In December 2013, a Crittenden County circuit judge granted a motion by the Pierces for partial summary judgment, finding that Mann could not re-litigate the issue of his liability because of his criminal conviction. A jury trial on damages followed.
Mann argued on appeal that the facts the Pierces had to prove in the civil case were not the same facts the government had to prove in the criminal case.
The court said in its majority opinion Thursday that the elements of proof in the two cases did not line up completely and that under certain facts a person could be guilty of the criminal charges without the necessary elements for assault and battery being present. Mann’s case did not present such a set of facts, however, because in both the federal trial and the civil trial the key element of proof was that Mann took part in a scheme to injure or kill Trent Pierce, the court said.
The Supreme Court also rejected an argument by Mann that the Pierces could not collect damages for conspiracy because they did not sue any other conspirators by name. Mann did not present a convincing argument or cite legal authority to support his point, the court said.
Mann further argued that he would have had more opportunity to prepare for a civil trial than he had for his criminal trial, but the Supreme Court said Mann did not show that his preparation for his criminal trial or the trial itself were insufficient.
Finally, Mann argued that it was premature to grant summary judgment in the civil case because his criminal conviction could be overtutned. The Supreme Court disagreed, saying in its majority opinion that the U.S. 8th Circuit Court of Appeals in St. Louis has affirmed Mann’s conviction and that Mann could not challenge the basic underpinnings of his conviction in any future appeals.

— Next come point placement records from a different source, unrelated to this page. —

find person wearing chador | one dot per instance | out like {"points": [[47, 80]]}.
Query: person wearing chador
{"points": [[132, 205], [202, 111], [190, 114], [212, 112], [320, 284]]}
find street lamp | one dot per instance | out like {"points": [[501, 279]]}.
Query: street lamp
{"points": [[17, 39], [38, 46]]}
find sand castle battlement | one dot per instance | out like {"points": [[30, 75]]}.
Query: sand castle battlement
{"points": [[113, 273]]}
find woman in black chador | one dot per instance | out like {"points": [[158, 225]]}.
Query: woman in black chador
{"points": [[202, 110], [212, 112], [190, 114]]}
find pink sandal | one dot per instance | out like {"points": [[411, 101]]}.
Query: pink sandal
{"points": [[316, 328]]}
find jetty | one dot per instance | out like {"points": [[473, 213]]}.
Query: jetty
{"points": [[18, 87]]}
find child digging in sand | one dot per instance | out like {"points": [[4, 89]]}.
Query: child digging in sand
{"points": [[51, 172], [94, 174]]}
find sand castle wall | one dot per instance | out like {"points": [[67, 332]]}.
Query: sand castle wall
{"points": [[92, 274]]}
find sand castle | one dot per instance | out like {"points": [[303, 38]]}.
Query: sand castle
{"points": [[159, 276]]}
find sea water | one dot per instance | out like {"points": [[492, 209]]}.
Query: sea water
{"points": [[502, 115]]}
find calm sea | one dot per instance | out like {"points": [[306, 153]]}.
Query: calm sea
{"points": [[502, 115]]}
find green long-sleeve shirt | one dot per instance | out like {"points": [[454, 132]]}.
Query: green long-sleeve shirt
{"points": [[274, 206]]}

Justice Josephine Hart wrote in a dissenting opinion that to convict Mann in the criminal case, prosecutors had to show the use of a weapon of mass destruction against a person or property, which would require the government to show facts that would not necessarily prove assault or battery.
“Put simply, Mann was not charged with assault or battery in federal criminal court,” Hart wrote.
Justice Karen Baker joined in Hart’s dissent.
Justice Rhonda Wood wrote in a separate opinion that she agreed with the majority on the merits of the case but was writing separately to state that the majority erred in stating that notice of appeal was properly given because neither party raised that issue.
Justice Courtney Goodson wrote in a separate opinion that she agreed with the majority on the merits of the case but was writing separately to state that the majority correctly opined on the notice of appeal because the issue was raised by the state Court of Appeals.